Como auténticos voyeuristas vegetales, científicos que integran cuando menos 25 grupos de alto nivel en diversos países buscan entender cómo el mango, el diente de león y otras 350 variedades de vegetales han renunciado completamente al sexo para reproducirse y han decidido multiplicarse a través de un método asexual, fascinante y misterioso, llamado “apomixis”.

Aún se desconocen muchos de los mecanismos moleculares de esta auténtica clonación natural, pero ahora un grupo de investigadores del Centro de Investigación y de Estudios Avanzados Unidad Irapuato (Cinvestav), encabezado por Jean Philippe Vielle Calzada, ha dado un paso fundamental para conocer algunos de los secretos genéticos que, de acuerdo con un artículo publicado en  Nature –la revista científica de mayor impacto internacional–, podría marcar el inicio de la comprensión humana de este fenómeno.
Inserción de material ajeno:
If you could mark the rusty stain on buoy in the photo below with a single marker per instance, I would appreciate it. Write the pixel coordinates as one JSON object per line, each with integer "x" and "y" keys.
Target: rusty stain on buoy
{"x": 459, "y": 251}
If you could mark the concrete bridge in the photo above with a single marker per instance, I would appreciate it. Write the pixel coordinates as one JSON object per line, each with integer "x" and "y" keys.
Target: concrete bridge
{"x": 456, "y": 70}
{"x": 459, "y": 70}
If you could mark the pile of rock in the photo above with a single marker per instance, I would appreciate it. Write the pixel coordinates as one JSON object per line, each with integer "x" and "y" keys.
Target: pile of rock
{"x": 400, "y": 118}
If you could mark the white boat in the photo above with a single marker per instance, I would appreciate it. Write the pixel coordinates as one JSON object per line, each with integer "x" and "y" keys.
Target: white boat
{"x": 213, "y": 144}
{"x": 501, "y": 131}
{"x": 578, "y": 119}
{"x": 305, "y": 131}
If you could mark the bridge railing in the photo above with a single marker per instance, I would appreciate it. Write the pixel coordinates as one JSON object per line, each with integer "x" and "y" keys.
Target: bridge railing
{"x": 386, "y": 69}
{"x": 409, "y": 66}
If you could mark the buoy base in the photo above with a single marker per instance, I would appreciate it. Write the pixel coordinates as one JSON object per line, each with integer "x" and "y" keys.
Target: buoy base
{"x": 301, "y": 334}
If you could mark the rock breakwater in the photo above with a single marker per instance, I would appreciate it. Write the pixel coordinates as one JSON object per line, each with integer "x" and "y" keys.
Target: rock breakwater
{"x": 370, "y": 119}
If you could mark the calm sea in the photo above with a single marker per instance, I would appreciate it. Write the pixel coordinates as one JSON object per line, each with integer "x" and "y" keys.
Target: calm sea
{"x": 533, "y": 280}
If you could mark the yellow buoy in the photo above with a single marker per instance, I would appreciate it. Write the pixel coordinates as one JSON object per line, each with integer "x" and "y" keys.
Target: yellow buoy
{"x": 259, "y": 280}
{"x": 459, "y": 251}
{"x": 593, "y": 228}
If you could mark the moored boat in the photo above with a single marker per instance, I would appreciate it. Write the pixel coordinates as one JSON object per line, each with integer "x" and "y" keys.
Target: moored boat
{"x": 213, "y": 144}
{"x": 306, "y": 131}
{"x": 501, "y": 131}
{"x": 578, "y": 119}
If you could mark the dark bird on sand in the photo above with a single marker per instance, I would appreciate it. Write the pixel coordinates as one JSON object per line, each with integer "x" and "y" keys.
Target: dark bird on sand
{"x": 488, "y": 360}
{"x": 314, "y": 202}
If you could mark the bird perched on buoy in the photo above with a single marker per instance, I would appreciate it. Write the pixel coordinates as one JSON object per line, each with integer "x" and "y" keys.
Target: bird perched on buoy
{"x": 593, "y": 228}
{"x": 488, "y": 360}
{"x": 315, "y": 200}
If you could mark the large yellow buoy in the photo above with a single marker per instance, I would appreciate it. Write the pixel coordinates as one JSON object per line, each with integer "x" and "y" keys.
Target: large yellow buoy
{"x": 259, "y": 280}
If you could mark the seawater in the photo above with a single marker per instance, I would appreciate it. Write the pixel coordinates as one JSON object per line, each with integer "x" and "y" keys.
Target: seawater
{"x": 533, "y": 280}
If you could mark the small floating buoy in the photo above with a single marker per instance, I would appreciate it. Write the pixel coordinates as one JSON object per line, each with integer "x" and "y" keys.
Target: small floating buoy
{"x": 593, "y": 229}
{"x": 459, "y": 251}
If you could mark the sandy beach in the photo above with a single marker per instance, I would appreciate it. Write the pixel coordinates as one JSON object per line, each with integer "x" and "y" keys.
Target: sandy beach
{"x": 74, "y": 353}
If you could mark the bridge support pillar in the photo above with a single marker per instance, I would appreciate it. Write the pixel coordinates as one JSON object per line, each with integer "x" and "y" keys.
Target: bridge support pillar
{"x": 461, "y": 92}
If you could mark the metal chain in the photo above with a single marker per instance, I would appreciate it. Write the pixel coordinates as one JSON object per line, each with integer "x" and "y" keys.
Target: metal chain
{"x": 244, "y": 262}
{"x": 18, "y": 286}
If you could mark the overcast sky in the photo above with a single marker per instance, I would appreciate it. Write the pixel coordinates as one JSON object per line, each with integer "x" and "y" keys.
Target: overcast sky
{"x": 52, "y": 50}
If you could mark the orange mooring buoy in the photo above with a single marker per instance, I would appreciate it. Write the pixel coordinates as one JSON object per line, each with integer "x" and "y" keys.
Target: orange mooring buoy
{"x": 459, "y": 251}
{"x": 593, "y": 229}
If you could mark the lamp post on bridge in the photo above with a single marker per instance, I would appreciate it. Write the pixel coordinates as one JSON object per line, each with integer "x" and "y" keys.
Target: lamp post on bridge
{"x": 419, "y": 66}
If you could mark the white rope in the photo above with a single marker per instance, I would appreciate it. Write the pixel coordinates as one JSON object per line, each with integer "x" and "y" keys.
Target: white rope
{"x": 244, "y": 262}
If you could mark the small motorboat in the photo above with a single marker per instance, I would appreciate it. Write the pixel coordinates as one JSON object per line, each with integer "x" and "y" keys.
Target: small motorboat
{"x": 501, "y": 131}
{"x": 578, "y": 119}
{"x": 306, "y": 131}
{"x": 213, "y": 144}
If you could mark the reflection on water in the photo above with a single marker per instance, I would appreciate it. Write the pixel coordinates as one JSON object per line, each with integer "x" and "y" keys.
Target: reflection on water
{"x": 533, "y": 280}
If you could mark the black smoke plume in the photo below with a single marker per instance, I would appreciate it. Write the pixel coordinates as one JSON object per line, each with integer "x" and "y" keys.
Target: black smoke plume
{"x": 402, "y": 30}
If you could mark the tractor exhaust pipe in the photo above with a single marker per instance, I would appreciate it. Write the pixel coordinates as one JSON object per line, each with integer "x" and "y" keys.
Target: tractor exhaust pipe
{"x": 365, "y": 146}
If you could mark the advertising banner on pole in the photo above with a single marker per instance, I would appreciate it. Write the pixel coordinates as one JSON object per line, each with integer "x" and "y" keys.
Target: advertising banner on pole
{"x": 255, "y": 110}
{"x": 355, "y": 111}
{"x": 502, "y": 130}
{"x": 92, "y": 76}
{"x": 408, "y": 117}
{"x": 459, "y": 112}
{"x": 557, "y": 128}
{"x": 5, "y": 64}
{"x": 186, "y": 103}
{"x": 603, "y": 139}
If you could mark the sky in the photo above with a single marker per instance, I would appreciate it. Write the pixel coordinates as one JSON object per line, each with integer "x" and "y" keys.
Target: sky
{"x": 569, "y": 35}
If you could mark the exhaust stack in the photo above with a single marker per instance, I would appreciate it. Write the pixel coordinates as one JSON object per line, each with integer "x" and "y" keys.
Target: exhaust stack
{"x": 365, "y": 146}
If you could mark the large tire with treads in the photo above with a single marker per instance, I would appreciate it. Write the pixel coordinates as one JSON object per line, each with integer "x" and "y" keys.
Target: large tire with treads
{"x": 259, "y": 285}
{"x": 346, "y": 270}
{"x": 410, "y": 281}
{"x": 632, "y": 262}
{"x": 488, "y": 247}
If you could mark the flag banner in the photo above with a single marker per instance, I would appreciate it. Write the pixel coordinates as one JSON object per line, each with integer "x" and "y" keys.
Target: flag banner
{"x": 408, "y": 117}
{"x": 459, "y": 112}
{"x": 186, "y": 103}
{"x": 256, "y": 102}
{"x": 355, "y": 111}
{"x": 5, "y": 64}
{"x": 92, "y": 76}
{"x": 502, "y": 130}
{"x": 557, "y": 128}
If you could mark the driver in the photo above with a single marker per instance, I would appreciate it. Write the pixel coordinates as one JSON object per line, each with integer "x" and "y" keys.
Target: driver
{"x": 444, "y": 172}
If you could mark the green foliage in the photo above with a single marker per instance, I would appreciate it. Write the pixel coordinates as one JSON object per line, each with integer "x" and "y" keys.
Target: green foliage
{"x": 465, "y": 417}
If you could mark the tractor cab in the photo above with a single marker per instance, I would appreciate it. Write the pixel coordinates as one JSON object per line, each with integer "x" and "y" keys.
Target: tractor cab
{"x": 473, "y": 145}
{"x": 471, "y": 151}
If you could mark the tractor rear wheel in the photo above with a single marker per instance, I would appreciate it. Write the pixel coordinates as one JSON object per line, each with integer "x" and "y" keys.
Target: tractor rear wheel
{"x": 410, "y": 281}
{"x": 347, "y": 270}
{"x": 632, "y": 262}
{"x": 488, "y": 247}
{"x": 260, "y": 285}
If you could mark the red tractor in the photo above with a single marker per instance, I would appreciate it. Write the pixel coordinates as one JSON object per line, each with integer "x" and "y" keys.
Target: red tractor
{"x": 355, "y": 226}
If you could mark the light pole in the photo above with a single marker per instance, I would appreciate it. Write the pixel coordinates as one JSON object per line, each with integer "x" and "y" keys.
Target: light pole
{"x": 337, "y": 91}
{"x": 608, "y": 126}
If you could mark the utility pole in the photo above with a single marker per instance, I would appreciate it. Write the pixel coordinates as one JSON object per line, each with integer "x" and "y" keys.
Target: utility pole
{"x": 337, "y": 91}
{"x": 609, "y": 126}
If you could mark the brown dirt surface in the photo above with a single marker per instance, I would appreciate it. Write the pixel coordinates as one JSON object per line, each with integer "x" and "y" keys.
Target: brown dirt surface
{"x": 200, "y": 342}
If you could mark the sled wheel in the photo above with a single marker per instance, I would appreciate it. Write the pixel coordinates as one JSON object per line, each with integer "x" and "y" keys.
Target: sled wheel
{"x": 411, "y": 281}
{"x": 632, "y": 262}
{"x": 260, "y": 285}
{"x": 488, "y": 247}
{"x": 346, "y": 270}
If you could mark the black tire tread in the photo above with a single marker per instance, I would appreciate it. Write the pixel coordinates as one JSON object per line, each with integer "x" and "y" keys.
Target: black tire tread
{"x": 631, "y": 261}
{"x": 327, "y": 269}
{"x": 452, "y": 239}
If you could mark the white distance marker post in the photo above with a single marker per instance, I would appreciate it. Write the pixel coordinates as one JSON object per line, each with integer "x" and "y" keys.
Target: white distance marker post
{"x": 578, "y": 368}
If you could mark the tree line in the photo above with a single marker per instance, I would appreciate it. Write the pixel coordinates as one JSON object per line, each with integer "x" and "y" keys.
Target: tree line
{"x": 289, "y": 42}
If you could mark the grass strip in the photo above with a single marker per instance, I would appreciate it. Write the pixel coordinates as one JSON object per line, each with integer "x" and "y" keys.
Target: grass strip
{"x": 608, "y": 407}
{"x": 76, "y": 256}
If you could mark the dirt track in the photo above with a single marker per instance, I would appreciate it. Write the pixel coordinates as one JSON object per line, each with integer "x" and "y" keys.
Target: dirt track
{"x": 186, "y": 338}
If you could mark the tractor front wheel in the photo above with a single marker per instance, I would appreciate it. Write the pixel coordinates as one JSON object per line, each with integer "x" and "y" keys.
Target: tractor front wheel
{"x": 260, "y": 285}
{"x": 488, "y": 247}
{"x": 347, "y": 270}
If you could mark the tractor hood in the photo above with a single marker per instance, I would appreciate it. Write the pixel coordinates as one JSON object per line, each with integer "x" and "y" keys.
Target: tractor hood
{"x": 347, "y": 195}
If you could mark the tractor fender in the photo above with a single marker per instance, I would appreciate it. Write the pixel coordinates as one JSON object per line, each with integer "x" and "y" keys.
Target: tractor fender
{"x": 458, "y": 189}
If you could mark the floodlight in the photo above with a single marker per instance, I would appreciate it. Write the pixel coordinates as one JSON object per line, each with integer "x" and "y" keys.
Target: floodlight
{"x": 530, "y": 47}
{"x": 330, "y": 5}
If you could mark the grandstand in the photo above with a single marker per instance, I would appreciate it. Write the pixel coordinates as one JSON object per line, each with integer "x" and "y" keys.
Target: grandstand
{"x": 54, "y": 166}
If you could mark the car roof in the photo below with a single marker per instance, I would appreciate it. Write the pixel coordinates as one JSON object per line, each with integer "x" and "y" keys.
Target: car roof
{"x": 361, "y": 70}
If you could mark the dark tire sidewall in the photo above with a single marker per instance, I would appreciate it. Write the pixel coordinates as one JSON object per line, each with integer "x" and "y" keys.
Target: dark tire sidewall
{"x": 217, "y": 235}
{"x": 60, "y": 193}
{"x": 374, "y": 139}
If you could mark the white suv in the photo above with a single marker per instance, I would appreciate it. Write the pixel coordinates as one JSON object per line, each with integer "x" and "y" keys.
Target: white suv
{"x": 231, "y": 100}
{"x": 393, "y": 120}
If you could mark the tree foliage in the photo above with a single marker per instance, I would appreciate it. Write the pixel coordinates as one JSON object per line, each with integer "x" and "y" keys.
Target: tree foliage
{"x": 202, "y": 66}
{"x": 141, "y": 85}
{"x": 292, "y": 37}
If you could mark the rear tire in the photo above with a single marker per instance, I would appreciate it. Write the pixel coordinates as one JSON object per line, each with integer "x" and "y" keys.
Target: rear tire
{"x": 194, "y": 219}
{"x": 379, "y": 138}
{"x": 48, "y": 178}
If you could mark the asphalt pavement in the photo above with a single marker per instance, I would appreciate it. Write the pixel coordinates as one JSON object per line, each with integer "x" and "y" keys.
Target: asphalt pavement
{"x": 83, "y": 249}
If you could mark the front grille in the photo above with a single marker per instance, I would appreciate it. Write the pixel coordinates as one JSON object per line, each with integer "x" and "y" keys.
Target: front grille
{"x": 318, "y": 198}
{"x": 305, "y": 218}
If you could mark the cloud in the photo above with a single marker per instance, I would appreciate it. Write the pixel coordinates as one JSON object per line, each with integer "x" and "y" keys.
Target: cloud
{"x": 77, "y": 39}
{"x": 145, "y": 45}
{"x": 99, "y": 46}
La razón por la que es tan importante inmiscuirse en la vida sexual de las plantas radica en que la mayor parte (98 por ciento) de los alimentos vegetales como el maíz, trigo, sorgo y arroz, entre muchos otros, se reproducen de manera sexual, incluso con doble fecundación en la que intervienen el óvulo y la célula espermática, mejor conocida como polen.

De esta manera, las semillas que surgen de esta cruza heredan la mitad de su material genético de la madre y la otra mitad del padre, por lo que las características genéticas cambian o se pierden de una generación a otra, al igual que ocurre entre las personas y animales.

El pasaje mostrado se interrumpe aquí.